Drivers Panic as Navigation Apps Steer Them Onto One of America's Steepest Streets

Playing How Drivers Are Ending Up on One of America’s Most Dangerous Streets

Navigational apps are creating a wild ride for Los Angeles motorists, leading them to a treacherous road that appears to come out of nowhere, with disastrous results.

Apps like Waze are directing drivers to Baxter Street, which is regarded as one of the steepest roads in America.

The route is meant to help people avoid traffic, but with a 32 percent grade incline, stunned drivers are losing control of their cars, landing upside down, and crashing onto front lawns and curbs. Truck and limo drivers are getting wedged on the street's crest.

The street is popular with daredevils who can often be seen on the street while performing tricks on their skateboards.

Inside Edition's Jim Moret couldn't believe what he was seeing when the Waze app sent him straight to Baxter Street.

“As I approach, I can't see what lies ahead," he said. "I'm driving blind, and then boom! I'm on what feels like a roller coaster. That street is steep!” 

Jeff Hartman says living on the street is becoming a nightmare.

“Every once in a while, I hear a big bang and then I come out and look and I’m like, 'Oh, someone hit somebody,’” he told Inside Edition. 

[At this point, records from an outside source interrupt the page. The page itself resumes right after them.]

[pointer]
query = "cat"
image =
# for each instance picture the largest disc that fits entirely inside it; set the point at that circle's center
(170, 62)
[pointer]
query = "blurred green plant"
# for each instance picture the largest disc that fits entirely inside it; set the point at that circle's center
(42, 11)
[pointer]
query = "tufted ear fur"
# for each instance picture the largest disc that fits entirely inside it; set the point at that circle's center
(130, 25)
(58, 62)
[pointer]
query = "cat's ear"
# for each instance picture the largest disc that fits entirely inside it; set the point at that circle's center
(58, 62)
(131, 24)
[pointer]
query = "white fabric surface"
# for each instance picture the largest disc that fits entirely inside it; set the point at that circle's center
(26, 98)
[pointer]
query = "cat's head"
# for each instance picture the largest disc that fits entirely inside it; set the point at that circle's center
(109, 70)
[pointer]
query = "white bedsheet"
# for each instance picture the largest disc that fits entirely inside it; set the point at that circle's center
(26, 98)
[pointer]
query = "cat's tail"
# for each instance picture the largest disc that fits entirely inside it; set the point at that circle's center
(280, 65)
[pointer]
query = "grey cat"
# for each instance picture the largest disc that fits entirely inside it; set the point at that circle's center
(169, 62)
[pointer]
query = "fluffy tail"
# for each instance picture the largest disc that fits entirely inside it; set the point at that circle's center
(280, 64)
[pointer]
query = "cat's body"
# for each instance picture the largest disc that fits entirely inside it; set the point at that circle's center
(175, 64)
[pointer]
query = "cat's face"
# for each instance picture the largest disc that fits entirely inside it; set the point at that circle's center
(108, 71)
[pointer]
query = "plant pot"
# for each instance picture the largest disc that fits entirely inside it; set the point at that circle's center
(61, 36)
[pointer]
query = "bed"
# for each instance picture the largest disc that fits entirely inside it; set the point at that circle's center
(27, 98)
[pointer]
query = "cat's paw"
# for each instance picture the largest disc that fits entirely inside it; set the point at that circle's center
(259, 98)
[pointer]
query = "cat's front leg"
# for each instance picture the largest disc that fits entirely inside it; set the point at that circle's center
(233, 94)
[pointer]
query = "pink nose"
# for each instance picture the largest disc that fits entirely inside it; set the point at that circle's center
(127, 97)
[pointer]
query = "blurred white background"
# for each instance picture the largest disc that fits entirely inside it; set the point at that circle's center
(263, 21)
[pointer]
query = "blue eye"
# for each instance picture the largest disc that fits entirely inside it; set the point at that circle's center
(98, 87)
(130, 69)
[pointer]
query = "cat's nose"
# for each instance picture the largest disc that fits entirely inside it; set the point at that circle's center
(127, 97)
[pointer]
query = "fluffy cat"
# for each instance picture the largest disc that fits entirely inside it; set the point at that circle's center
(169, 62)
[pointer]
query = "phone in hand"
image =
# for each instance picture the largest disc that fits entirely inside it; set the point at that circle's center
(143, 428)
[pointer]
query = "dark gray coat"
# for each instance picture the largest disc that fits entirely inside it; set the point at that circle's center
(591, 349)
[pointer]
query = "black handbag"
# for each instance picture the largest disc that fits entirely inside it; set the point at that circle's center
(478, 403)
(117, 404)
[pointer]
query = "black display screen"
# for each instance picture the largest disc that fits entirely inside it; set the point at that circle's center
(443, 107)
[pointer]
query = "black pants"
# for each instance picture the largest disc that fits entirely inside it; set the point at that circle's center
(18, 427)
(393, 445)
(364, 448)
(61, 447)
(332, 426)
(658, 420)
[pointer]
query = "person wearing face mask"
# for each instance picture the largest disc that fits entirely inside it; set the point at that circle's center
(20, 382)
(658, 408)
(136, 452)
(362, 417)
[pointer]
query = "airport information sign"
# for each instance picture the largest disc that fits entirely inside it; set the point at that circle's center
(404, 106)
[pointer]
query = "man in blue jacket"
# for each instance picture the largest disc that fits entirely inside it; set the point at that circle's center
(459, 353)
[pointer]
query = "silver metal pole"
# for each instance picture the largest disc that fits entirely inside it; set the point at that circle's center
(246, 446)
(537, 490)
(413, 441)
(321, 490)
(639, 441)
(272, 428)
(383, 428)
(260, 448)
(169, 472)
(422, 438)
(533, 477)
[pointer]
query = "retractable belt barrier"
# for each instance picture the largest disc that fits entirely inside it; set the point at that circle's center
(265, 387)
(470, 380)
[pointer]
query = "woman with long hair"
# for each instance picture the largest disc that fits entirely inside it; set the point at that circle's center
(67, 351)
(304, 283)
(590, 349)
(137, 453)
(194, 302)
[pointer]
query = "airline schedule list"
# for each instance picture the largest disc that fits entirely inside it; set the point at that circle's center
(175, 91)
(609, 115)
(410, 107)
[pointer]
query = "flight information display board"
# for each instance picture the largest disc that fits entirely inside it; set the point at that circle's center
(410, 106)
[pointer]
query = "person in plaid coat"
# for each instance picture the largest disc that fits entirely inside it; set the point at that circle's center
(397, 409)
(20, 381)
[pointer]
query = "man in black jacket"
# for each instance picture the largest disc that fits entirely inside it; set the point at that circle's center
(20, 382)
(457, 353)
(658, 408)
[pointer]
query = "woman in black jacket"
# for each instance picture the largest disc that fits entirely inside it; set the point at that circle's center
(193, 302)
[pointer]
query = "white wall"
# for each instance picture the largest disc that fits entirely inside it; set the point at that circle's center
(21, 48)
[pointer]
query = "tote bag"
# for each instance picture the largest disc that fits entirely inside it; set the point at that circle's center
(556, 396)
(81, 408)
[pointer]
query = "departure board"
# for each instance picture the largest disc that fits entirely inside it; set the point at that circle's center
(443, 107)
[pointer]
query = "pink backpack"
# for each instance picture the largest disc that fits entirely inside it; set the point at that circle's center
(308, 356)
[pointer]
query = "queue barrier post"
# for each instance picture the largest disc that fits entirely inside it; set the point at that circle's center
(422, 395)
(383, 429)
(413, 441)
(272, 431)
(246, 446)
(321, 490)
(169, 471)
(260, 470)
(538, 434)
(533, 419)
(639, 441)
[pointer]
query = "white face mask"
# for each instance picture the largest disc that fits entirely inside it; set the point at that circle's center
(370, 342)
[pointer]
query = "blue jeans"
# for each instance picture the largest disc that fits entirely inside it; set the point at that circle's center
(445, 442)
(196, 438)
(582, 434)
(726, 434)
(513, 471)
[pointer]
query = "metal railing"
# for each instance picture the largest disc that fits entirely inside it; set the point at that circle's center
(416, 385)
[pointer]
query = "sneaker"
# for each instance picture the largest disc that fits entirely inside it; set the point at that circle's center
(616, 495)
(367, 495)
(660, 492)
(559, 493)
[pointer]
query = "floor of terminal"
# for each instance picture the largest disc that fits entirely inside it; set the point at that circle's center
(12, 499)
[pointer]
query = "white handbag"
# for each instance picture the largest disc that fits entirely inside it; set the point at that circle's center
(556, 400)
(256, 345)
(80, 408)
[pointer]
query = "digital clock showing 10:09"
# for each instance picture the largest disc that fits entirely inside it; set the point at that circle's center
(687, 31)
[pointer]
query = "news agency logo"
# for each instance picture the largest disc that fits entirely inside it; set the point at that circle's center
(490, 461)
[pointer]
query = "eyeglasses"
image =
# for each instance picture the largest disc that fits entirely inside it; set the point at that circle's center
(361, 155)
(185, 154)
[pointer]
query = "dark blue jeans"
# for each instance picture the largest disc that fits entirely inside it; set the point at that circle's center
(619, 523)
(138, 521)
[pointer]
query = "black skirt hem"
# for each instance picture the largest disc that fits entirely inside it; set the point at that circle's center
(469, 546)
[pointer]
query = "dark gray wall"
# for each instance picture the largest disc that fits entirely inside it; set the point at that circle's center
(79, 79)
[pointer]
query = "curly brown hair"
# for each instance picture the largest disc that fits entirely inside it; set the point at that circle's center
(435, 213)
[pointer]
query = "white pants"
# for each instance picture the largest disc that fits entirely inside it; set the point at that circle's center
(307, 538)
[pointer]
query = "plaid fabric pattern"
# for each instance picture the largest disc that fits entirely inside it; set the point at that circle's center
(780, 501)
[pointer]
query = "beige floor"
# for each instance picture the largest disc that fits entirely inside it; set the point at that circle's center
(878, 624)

Neighbor Haya Morgenstern says she once got hit by an out-of-control driver.

“She thought she could brake safely, but apparently the car started sliding back so she ended up jumping out the car and the car came crashing down the street, hit my car and ended up flipped over," she claimed. 

In a statement to Inside Edition, Waze said:

"Waze is actually the best place to check for conditions you may consider hazardous; we have always made it possible to share information with other users via official reports for hazards like flooding, and general map comments for unusual concerns like gradient.

"Our maps are known for their accuracy in reflecting reality of road conditions, either defined by local law or by temporary condition such as a pothole or flooding. Thus while a driver may question the gradient of a hill, the city has placed a public road there, which means it should be considered usable within Waze to permit residents to navigate home, to assist in emergency response and more. 

“We are only as strong as the information we receive from our community and we greatly value their short term input via reporting as well as long term input as we develop new product features and refine our maps. This can be done within the app throughout the navigation process."